Harvard University's Widener Library.
Harvard University's Widener Library.
Kristin Turner knows that her graduation from Harvard University will be an exciting, emotional moment not just for her, but for her entire family — and luckily, they’ll get the chance to see her cross the stage twice.
Two days before the school’s official commencement, Turner will participate in Harvard’s first universitywide Black Commencement for graduate students.
Turner, a Harvard Law School student and president of the Harvard Black Law Students Association, helped organize the event, called Black Commencement 2017.
“It’s an opportunity to create space for typically underrepresented students who have definitely achieved so many things,” she said. “It’s an opportunity to celebrate ourselves while paying homage to the village that contributed to our success.”
That sentiment, that it "takes a village," is important for Turner to acknowledge. Turner’s parents, grandparents, uncle, cousin and friends from high school are heading to Cambridge early to attend the Black Commencement.
The event on May 23 may even be more emotional and meaningful than Harvard’s 366th Commencement on May 25, she said, because it’s truly an event for her family.
“For the older members of our family, there’s this idea of having a lineage that connects themselves to slaves, but also having descendants now coming out of Harvard,” she said. “That’s more meaningful than we can really grasp in words.”
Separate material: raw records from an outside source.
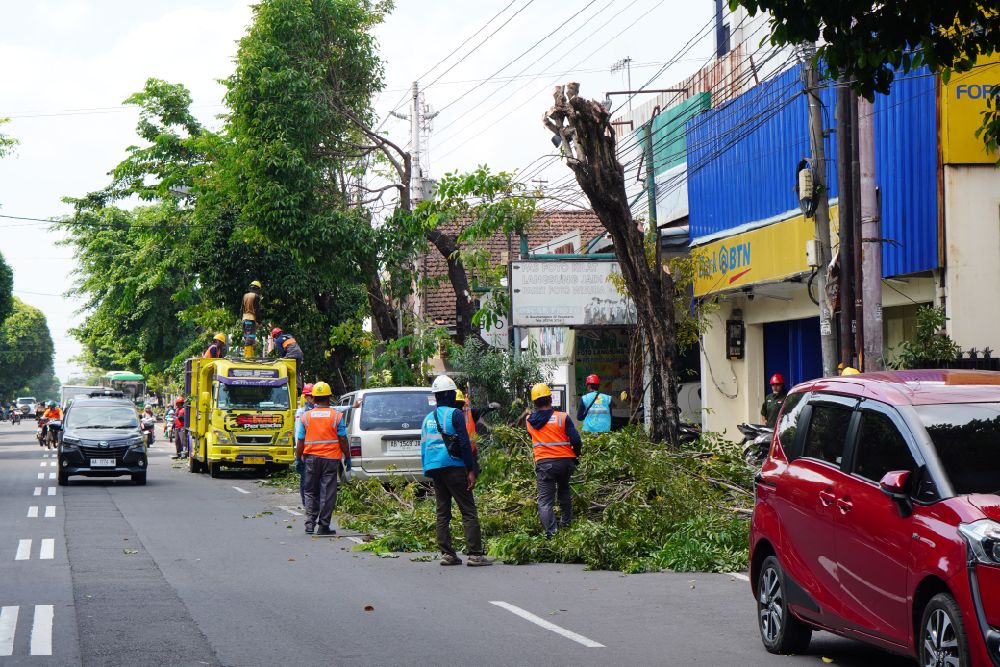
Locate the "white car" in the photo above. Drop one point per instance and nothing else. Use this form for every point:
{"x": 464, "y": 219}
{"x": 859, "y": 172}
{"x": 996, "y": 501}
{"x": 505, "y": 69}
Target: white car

The event will start with a spoken-word performance and will feature four student keynotes, two Harvard Black Legacy Awards and a stoling ceremony, where students will walk across the stage, shake hands with their school’s dean and don a stole made of African kente cloth.
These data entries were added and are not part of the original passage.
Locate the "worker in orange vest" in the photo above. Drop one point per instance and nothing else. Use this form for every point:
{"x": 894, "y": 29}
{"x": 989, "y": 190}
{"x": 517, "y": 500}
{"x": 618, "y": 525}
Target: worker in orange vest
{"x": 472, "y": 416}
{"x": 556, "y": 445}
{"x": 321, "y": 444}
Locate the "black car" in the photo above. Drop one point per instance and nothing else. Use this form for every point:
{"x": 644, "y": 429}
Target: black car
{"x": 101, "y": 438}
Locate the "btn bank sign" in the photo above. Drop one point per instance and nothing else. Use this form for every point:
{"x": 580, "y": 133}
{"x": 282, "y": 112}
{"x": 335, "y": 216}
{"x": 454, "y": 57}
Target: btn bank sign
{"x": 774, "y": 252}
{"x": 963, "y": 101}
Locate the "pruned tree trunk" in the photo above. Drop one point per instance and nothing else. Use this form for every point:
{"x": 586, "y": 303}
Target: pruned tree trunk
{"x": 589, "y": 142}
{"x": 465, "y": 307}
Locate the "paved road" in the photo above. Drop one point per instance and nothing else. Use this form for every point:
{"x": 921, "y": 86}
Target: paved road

“The African kente cloth is meant to be a physical representation of our shared heritage, shared victories and of our community we’re hoping to build as black Harvard professionals and black Harvard alumni,” said Courtney Woods, another organizer and one of the keynote speakers.
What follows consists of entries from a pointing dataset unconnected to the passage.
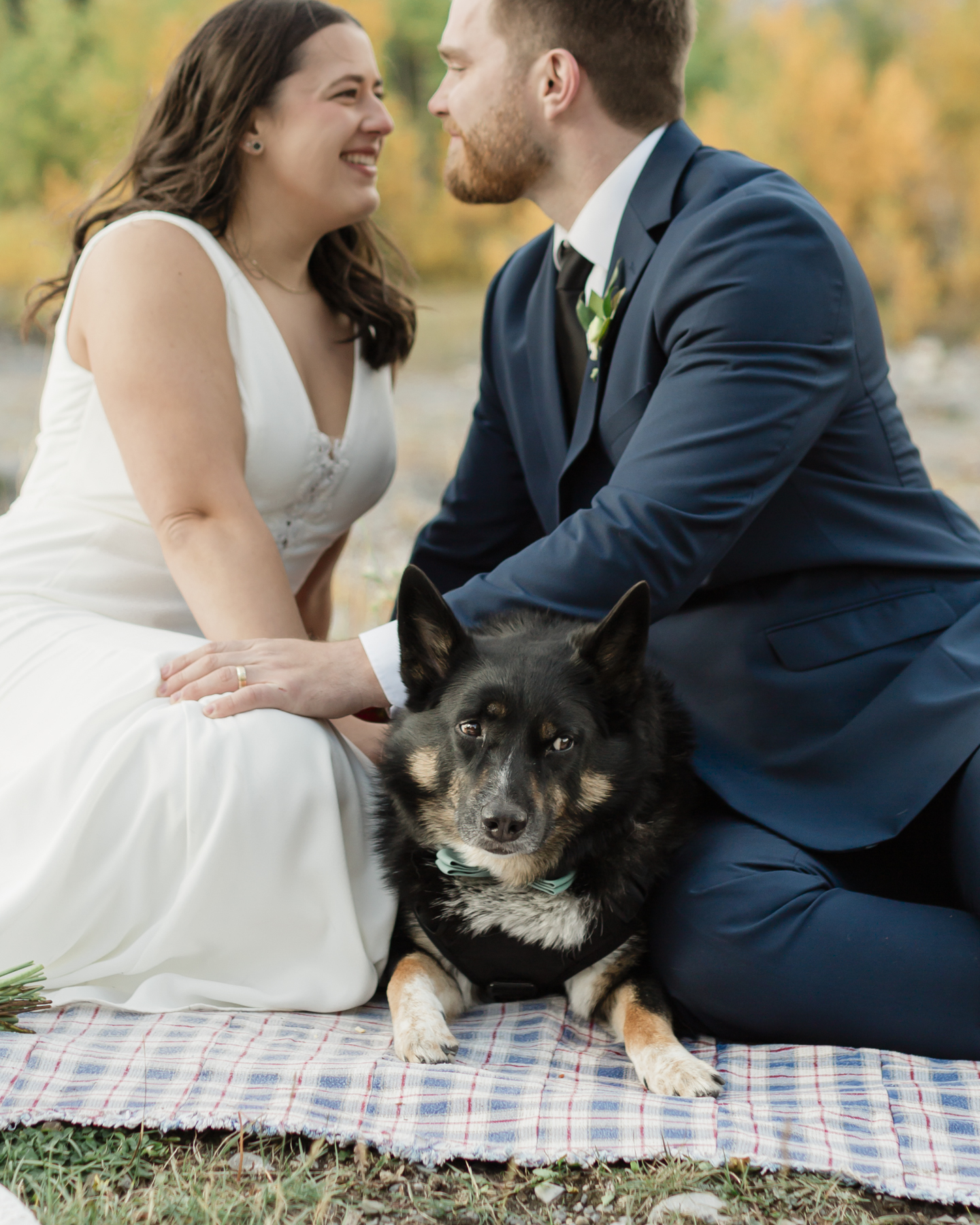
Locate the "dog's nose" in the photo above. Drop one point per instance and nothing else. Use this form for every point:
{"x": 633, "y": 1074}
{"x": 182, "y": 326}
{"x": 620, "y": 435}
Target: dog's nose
{"x": 505, "y": 822}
“The cloth is a way to honor those who couldn't be here with us but made us being here possible,” she added.
Though this event is a first for Harvard grad schools, it’s not a new concept. Harvard College has had a black commencement in the past, and black ceremonies have been held at Stanford University, University of Washington and more.
Turner said that she had what was called a “black grad” when she got her undergraduate degree at the University of Southern California, so it just made sense to have one for graduate school.
Still, as news of the ceremony has spread, there’s been some backlash. Comments on articles asked, "What if white students did this?" A Washington Times editorial called it a “racially segregated” ceremony.
But organizers assure it’s not meant to be separatist. “It was never created to be exclusionary,” Turner said. “If anything, it was created to fill a gap that we saw and to be as inclusive as possible.”
More than 200 students and about 800 guests are expected at Black Commencement, which will be held at Harvard Law School’s Holmes Field. That includes students, staff and faculty who aren’t black, Woods said, who wanted to show their support. The university’s administration was very helpful, organizers said, especially Lisa Coleman, Harvard’s chief diversity officer.
“We definitely want to note that all are welcome to attend the ceremony, whether student, staff faculty member, fellow, everyone,” Woods said. “Maybe you don't identify with African diaspora, maybe you don't understand, but you’re coming for the opportunity to understand and to share with us this moment of glory.”